To compare cable force perception and control with the figure-of-nine harness versus the Ipsilateral Scapular Cutaneous Anchor System and to investigate force perception and control at different force levels.
Ten male able-bodied subjects completed a cable force reproduction task at four force levels in the range of 10–40 N using the figure-of-nine harness and the Anchor System. Perception and control of cable operating forces were quantified by the force reproduction error and the force variability.
In terms of force reproduction error and force variability, the subjects did not behave differently when using the two systems. The smallest force reproduction error and force variability were found at the smallest target force level of 10 N.

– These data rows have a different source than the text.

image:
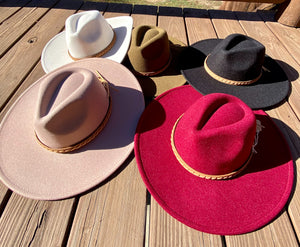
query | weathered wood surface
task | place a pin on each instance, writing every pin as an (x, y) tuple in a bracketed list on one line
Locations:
[(120, 211)]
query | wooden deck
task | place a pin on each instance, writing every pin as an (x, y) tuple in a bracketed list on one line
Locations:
[(120, 211)]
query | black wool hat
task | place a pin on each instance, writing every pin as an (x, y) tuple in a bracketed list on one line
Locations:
[(236, 65)]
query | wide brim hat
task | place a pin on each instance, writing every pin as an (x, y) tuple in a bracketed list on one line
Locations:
[(270, 90), (238, 205), (32, 171), (169, 78), (55, 53)]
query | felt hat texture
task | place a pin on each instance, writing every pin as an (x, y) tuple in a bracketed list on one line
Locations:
[(70, 130), (153, 56), (213, 163), (236, 65), (88, 34)]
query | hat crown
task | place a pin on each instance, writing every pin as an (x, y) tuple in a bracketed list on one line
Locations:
[(87, 33), (71, 105), (215, 135), (238, 58), (149, 50)]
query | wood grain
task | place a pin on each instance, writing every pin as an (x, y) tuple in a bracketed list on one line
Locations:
[(171, 20), (28, 222), (22, 57), (257, 31), (112, 214)]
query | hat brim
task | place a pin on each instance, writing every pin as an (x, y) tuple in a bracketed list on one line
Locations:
[(55, 53), (270, 90), (226, 207), (171, 77), (34, 172)]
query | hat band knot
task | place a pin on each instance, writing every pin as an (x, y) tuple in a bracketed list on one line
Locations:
[(101, 53), (93, 135), (219, 176), (228, 81)]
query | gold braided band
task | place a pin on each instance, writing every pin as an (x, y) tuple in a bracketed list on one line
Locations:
[(101, 53), (227, 81), (93, 135), (200, 174)]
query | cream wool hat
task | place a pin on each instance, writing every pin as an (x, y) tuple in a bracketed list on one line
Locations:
[(88, 34)]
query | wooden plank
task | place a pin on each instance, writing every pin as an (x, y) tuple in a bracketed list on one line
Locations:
[(117, 9), (277, 51), (167, 231), (114, 213), (225, 23), (9, 7), (274, 228), (14, 27), (171, 20), (290, 38), (270, 235), (164, 229), (198, 25), (18, 61), (28, 222)]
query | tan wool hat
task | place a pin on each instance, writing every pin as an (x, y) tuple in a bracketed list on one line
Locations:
[(153, 56), (70, 130)]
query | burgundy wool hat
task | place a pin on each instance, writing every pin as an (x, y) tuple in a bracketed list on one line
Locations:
[(213, 163), (70, 130)]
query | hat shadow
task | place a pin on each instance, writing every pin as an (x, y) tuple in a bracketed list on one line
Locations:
[(264, 147)]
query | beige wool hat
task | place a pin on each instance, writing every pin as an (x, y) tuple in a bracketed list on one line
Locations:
[(88, 34), (70, 130), (153, 57)]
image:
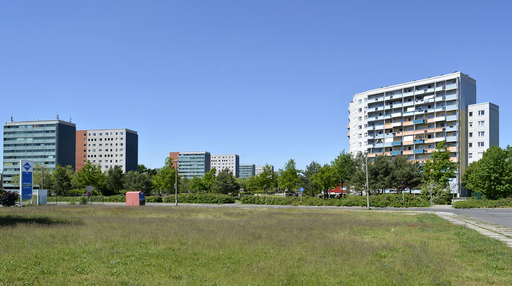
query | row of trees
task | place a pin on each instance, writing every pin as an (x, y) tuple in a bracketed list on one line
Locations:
[(491, 175), (384, 173)]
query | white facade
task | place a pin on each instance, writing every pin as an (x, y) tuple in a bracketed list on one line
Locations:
[(230, 161), (259, 169), (409, 119), (110, 147), (483, 129)]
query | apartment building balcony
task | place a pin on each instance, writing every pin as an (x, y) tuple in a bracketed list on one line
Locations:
[(451, 117), (451, 86), (451, 107), (451, 128), (451, 96)]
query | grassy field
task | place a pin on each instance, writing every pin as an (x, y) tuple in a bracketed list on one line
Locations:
[(105, 245)]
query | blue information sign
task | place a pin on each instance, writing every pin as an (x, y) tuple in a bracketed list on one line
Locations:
[(26, 169)]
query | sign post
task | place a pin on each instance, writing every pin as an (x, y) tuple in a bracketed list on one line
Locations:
[(26, 171)]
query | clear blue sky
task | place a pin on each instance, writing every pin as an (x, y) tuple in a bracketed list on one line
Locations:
[(267, 80)]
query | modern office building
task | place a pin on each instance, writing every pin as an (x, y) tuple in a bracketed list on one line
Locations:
[(259, 169), (230, 161), (193, 164), (45, 142), (108, 148), (483, 129), (246, 170), (411, 118)]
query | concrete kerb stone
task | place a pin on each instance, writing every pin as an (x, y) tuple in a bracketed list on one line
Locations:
[(498, 232)]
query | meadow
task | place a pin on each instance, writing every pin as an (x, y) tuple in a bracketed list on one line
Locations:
[(118, 245)]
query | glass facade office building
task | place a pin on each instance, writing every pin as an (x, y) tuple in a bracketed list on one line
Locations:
[(46, 142), (192, 164)]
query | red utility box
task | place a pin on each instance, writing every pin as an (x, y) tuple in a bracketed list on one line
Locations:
[(135, 199)]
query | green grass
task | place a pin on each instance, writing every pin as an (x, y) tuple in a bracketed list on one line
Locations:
[(105, 245)]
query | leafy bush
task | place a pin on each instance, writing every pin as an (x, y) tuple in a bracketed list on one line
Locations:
[(8, 198), (471, 203), (201, 199), (389, 200)]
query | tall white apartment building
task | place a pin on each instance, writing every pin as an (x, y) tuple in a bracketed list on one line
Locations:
[(230, 161), (411, 118), (108, 148), (259, 169), (483, 129)]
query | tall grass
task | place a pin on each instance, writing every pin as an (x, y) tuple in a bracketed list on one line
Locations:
[(104, 245)]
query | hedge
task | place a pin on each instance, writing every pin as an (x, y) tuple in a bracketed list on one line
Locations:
[(388, 200), (471, 203)]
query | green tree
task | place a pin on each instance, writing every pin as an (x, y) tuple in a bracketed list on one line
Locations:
[(342, 165), (226, 183), (115, 179), (91, 175), (267, 178), (380, 173), (138, 182), (289, 177), (439, 168), (357, 179), (305, 179), (404, 174), (165, 177), (208, 180), (325, 179), (491, 175), (62, 178)]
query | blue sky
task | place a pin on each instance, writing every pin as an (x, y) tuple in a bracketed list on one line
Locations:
[(267, 80)]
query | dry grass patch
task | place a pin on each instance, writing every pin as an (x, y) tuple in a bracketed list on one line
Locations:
[(105, 245)]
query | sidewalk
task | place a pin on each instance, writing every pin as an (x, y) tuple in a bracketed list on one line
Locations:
[(491, 230)]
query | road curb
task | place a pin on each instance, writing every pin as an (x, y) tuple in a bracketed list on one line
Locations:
[(498, 232)]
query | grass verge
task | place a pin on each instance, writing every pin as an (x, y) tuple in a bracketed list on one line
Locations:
[(105, 245)]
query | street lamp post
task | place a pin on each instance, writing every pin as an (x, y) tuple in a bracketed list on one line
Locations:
[(367, 184), (176, 183)]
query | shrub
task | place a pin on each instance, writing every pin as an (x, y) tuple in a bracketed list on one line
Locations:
[(201, 199), (8, 198), (388, 200)]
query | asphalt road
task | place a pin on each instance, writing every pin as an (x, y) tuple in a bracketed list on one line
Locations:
[(501, 217)]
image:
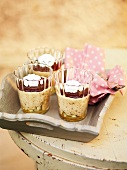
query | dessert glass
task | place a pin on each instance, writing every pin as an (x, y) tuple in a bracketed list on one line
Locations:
[(47, 56), (33, 90), (72, 89)]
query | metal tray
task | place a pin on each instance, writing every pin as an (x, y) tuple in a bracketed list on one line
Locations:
[(49, 124)]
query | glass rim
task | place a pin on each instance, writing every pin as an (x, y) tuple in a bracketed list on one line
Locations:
[(32, 64), (62, 54)]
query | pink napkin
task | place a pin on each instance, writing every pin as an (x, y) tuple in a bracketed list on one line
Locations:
[(93, 59)]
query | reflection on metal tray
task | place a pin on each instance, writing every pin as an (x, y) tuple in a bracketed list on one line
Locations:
[(49, 124)]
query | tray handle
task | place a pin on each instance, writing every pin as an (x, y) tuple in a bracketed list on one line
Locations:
[(39, 125)]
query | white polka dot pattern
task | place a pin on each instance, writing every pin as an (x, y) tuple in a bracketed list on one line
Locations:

The Anchor System performs no differently than the traditional figure-of-nine harness in terms of force perception and control, making it a viable alternative. Furthermore, users perceive and control low operation forces better than high forces.
The Ipsilateral Scapular Cutaneous Anchor System offers an alternative for the traditional harness in terms of cable operation force perception and control and should therefore be considered for clinical use.
Low cable operation forces increase the perception and control abilities of users.